Uitspraak
1.Geding in cassatie
3.Slotsom
4.Beslissing
24 november 2015.
Hoge Raad
In deze zaak gaat het om een cassatieberoep van de verdachte tegen een bij verstek gewezen arrest van het Gerechtshof Den Haag. De verdachte had zich na de rechtsgeldige betekening van de appeldagvaarding aan de Griffier van de Rechtbank, maar vóór de aanvang van het onderzoek ter terechtzitting, ingeschreven in de GBA. De Hoge Raad behandelt twee hoofdpunten: de rechtsgeldigheid van de betekening van de appeldagvaarding en de vraag of het Hof terecht verstek heeft verleend tegen de niet-verschenen verdachte.

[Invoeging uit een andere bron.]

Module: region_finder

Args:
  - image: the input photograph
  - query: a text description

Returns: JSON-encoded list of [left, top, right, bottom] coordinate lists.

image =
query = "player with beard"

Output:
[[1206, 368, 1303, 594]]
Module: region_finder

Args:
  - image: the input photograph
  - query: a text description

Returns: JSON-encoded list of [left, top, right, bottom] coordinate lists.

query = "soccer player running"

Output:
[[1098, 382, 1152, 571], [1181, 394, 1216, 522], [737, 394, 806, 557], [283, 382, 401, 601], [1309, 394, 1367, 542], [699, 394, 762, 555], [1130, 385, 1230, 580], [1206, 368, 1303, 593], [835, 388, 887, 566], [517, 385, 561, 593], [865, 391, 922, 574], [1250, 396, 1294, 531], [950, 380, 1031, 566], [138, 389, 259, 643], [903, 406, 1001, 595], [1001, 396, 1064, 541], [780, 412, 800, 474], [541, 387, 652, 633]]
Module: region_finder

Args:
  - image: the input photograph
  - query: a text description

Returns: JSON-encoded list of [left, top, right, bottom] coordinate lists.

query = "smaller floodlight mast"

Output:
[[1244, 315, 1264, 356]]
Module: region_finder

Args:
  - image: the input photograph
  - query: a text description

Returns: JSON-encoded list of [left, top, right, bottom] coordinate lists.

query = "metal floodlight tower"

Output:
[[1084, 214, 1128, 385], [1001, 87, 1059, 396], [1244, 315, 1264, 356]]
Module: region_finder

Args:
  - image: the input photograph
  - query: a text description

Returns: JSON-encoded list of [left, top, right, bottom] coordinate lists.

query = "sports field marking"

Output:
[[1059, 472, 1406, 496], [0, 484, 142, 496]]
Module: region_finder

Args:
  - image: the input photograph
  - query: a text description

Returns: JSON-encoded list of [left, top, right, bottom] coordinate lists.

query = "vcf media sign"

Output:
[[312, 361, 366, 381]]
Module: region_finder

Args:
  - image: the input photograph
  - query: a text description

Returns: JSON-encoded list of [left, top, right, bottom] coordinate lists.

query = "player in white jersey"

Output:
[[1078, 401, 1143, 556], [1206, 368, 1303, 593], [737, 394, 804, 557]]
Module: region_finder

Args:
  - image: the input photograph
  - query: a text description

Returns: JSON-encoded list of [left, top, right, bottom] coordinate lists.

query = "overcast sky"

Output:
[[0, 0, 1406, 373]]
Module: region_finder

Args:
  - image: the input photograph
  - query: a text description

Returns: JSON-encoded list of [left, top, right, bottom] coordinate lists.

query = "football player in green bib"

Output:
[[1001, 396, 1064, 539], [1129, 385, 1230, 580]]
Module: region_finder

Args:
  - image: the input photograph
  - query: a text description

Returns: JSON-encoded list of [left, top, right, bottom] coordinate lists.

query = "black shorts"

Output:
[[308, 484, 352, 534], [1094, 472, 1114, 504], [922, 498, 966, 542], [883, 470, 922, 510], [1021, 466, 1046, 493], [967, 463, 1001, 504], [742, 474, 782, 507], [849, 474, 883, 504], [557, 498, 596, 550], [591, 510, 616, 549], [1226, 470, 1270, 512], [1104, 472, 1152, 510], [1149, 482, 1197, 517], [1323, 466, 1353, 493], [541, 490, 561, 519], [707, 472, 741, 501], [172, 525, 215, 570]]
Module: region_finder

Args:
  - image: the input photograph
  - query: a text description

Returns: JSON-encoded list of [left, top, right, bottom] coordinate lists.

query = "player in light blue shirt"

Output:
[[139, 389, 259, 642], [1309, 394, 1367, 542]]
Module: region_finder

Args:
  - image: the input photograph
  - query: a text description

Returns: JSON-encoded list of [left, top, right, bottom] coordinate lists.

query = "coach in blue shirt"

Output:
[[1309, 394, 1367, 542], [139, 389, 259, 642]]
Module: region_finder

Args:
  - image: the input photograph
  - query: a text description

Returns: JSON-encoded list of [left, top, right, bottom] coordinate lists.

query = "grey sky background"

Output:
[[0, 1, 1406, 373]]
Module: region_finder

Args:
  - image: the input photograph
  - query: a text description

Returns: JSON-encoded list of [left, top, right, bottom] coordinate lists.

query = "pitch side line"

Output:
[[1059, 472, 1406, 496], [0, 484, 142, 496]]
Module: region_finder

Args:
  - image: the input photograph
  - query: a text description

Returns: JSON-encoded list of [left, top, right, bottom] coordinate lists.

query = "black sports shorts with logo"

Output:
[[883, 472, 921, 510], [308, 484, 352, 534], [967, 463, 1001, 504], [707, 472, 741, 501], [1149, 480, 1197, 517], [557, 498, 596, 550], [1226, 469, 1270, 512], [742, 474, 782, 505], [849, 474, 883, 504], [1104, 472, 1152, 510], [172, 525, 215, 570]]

De Hoge Raad oordeelt dat de opvatting van het Hof dat de appeldagvaarding niet rechtsgeldig was betekend, onjuist is. De Hoge Raad herhaalt relevante overwegingen uit eerdere jurisprudentie en concludeert dat het recht van de verdachte om in zijn tegenwoordigheid te worden berecht, mogelijk is tekortgedaan. De Hoge Raad vernietigt de bestreden uitspraak en wijst de zaak terug naar het Gerechtshof Den Haag voor herbehandeling. De uitspraak benadrukt het belang van een behoorlijke rechtspleging en de noodzaak om de rechten van de verdachte te waarborgen, vooral in gevallen waarin de woon- of verblijfplaats van de verdachte onbekend is.